For oil-traders, the fall of hedge fund manager Andy Hall signaled a heavy blow, but while commodity funds continue to shutter their doors, some are finding other ways to make money, including trading refining margins and calendar spreads.

Commodity hedge funds have dwindled in recent years as oil prices slumped, leaving only a handful of larger players, including Hall, who ran the Astenbeck Capital Management fund until deciding to close it following losses this year.

A number of funds bet heavily on an oil rally early in the year, boosting long futures positions to a record in late February, before oil went into a prolonged slump as global supply remained elevated despite cuts from OPEC.

Many commodity funds have struggled this year as oil stagnated and volatility fell, hurting bets on large back-and-forth fluctuations. According to Credit Suisse, CTA funds ? which concentrate on futures ? were down 2.8% in 2017 through the end of July, while Hedge Fund Research's commodity hedge fund index was down 0.9% through the end of July.

Betting on other spreads has worked better with refining margins increasing sharply this year, as heavy demand for distillates has boosted those margins by more than 50% in the last two months.

After remaining depressed for most of 2016, gasoline margins have also rebounded. U.S. refining margins rallied to the highest in nearly two years early this month.

“Refining margins are healthy worldwide and global demand is healthy,” said RCMA Asset Management Chairman Doug King, whose Merchant Commodity Fund runs some $190 million in commodities. That fund is down 12% on the year, however.

Oil dropped sharply in March, bringing down Hall along with others including Andurand Commodities Fund, which through the end of July had lost more than 15%, according to a source close to the firm.

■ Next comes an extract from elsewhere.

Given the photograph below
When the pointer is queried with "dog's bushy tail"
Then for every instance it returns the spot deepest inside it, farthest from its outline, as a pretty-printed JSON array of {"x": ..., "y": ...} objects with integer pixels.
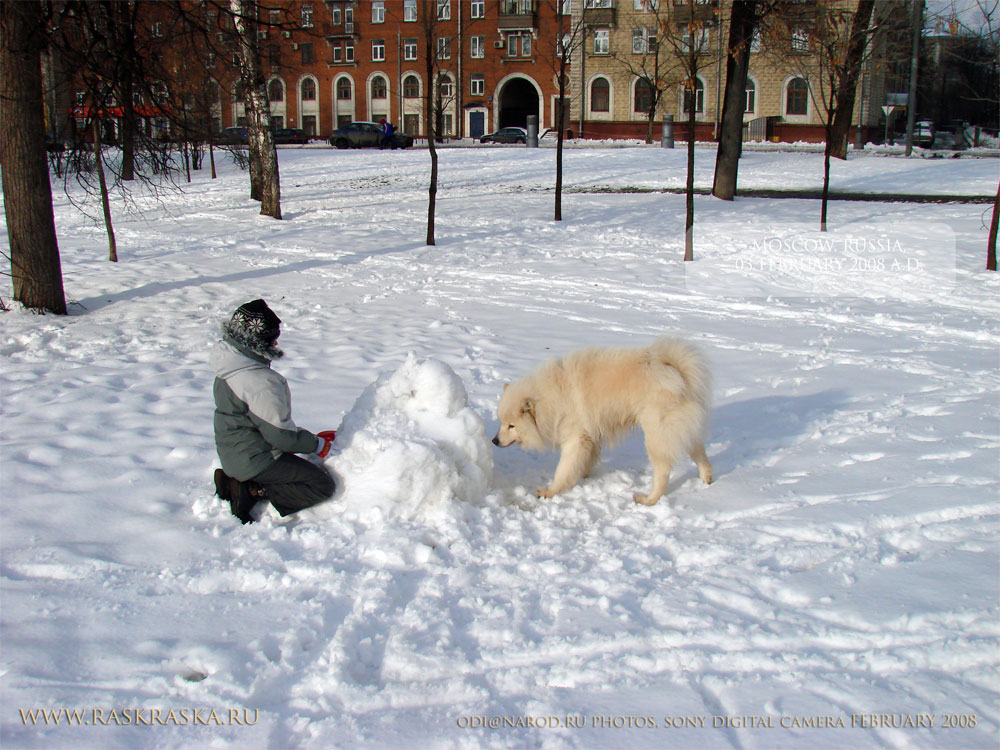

Those funds did not respond to request for comment.

"Funds started the year at record length in futures,” said Matthew Perry, partner at energy-focused hedge fund Kronenberg Capital Advisors LLC. "That turned out to be devastating for most traders."

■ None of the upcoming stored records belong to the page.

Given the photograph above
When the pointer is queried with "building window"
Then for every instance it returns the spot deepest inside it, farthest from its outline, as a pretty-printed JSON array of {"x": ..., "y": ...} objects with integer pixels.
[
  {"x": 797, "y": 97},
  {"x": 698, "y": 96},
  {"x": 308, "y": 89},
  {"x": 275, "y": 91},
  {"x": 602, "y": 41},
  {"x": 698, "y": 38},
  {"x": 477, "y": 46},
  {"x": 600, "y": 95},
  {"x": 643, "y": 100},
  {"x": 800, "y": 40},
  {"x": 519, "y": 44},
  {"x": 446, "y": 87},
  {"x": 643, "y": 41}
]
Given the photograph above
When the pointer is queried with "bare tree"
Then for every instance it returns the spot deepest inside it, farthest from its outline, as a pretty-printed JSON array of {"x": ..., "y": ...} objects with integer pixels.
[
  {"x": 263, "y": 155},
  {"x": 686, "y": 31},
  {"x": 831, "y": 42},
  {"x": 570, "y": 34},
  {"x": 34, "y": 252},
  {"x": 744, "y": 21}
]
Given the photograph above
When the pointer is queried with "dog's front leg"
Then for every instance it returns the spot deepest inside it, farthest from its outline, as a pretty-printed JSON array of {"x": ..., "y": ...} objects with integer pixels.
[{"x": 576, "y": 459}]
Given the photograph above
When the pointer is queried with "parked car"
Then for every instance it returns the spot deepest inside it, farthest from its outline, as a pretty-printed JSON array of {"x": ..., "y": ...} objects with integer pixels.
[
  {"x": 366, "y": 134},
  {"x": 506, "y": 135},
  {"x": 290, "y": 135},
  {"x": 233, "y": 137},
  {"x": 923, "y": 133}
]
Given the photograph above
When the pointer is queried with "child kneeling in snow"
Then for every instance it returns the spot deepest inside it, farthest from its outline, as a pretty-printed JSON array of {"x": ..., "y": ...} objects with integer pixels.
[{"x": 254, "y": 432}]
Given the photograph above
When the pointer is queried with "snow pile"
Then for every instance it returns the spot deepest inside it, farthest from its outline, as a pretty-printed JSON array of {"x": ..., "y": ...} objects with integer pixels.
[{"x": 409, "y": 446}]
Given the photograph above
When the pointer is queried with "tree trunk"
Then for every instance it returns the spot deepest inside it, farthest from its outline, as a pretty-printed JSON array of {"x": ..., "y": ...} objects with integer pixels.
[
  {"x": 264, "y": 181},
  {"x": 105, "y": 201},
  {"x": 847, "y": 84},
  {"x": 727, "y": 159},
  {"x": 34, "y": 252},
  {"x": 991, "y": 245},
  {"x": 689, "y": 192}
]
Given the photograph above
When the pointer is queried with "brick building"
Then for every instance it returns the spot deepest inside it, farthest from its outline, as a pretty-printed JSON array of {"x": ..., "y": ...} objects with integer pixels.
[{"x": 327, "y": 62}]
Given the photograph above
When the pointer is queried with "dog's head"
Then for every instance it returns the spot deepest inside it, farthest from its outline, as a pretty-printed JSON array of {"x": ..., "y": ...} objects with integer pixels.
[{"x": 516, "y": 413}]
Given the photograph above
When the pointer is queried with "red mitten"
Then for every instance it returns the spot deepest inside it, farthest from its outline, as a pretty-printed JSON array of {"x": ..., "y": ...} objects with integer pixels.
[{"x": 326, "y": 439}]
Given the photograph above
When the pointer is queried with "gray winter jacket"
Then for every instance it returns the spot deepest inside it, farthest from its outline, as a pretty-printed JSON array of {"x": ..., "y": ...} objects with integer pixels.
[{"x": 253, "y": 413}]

Hall's decline was most surprising, according to traders, given decades of history in the market. But in a late 2016 investor letter he said OPEC's deal to cut supply meant the cartel was going to be more heavily involved in setting prices, and was likely to be bullish.

Not all funds are doing poorly. A group of 12 energy hedge funds monitored by Eurekahedge are up 5.1% so far this year. It is unclear if these funds are included in other indexes.